I am getting a placeholder error.
I do not know what it means, because I am mapping correctly on sess.run(..., {_y: y, _X: X})
... I provide here a fully
The tf.merge_all_summaries()
function is convenient, but also somewhat dangerous: it merges all summaries in the default graph, which includes any summaries from previous—apparently unconnected—invocations of code that also added summary nodes to the default graph. If old summary nodes depend on an old placeholder, you will get errors like the one you have shown in your question (and like previous questions as well).
There are two independent workarounds:
Ensure that you explicitly collect the summaries that you wish to compute. This is as simple as using the explicit tf.merge_summary() op in your example:
accuracy_summary = tf.scalar_summary("accuracy", accuracy)
loss_summary = tf.scalar_summary("loss", C)
merged = tf.merge_summary([accuracy_summary, loss_summary])
Ensure that each time you create a new set of summaries, you do so in a new graph.
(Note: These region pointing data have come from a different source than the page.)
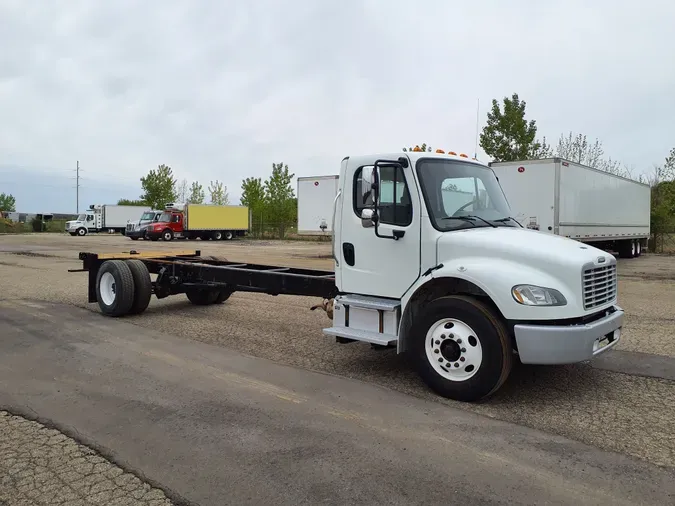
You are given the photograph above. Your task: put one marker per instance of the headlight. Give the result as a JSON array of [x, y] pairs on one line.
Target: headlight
[[530, 295]]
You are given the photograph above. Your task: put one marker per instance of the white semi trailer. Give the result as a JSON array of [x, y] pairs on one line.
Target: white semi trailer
[[589, 205], [105, 218], [315, 204], [455, 283]]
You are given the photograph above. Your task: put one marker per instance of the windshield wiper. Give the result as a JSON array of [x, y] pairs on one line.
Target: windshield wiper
[[470, 218], [504, 220]]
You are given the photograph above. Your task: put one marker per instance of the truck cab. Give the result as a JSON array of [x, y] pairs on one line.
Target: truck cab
[[86, 222], [429, 259]]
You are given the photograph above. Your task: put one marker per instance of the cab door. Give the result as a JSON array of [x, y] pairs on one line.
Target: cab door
[[375, 262]]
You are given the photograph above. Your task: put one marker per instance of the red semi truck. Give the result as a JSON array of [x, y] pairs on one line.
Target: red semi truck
[[192, 221]]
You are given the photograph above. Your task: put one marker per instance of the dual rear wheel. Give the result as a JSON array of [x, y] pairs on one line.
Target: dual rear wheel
[[124, 287]]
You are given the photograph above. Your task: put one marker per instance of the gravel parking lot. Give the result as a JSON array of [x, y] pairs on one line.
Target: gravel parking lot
[[627, 413]]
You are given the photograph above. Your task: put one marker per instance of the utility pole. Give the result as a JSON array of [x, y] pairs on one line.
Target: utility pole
[[77, 188]]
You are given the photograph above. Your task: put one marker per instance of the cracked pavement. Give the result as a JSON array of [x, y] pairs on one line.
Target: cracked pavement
[[42, 466]]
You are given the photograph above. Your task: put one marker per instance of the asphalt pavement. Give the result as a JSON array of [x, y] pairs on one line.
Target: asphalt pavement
[[209, 425]]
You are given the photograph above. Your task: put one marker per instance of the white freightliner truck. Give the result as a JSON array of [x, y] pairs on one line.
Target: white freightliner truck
[[104, 217], [565, 198], [455, 283]]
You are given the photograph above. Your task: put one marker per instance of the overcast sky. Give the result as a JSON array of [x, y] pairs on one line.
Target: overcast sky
[[220, 90]]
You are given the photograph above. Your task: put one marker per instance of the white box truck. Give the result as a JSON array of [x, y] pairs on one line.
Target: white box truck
[[452, 282], [105, 217], [315, 204], [572, 200]]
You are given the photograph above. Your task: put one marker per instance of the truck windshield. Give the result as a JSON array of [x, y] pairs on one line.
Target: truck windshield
[[462, 195]]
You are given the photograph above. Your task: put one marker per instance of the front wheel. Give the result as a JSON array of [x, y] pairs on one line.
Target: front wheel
[[461, 349]]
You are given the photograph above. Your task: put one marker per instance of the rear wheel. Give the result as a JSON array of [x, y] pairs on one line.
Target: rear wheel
[[115, 288], [142, 286], [461, 349]]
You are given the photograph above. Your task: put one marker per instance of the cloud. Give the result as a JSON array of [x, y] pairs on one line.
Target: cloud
[[220, 90]]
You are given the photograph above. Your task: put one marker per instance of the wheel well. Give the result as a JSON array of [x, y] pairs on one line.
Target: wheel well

The recommended style is to use an explicit default graph:
with tf.Graph().as_default():
# Build model and create session in this scope.
#
# Only summary nodes created in this scope will be returned by a call to
# `tf.merge_all_summaries()`
Alternatively, if you are using the latest open-source version of TensorFlow (or the forthcoming 0.7.0 release), you can call tf.reset_default_graph() to reset the state of the graph and remove any old summary nodes.